Member of the Georgia State Senate from the 2nd district
- In office January 18, 2000 – January 12, 2009
- Preceded by: Diana Harvey Johnson
- Succeeded by: Lester Jackson

Member of the Georgia House of Representatives from the 148th district
- In office January 9, 1995 – January 11, 1999
- Preceded by: Diana Harvey Johnson
- Succeeded by: Lester Jackson

Personal details
- Born: December 5, 1951 (age 74) Savannah, Georgia, U.S.
- Party: Democratic
- Spouse(s): Ervin J. Thomas, Sr.
- Alma mater: Beach High School Community College of Baltimore, Maryland
- Occupation: community volunteer

= Regina Thomas =

American politician

Regina Thomas (born December 5, 1951) is an American politician who served as a member of the Georgia House of Representatives from 1995 to 1999 and the Georgia State Senate from 2000 to 2009.

In the 2008 election, Thomas sought election to the U.S. House of Representatives from Georgia's 12th congressional district, running in the Democratic primary against the incumbent, John Barrow.
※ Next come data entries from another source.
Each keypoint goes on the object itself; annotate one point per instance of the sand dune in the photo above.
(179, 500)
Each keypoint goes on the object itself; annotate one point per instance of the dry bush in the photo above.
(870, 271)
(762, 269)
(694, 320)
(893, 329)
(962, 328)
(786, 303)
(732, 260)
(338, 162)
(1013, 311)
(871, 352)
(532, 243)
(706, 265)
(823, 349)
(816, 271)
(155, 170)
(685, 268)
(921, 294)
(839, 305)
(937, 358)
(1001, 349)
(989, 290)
She lost her challenge to Barrow by approximately 50 percentage points. She ran again in 2010, and, after losing the Democratic nomination by 15 points, planned to run as a write-in candidate in the general election, but in August 2010 the office of the Secretary of State of Georgia ruled that she was ineligible to do so.

In January 2019, Thomas announced that she planned to run for Mayor of Savannah, Georgia in that year's election. Thomas received 13.5% of the vote in the first round and was eliminated.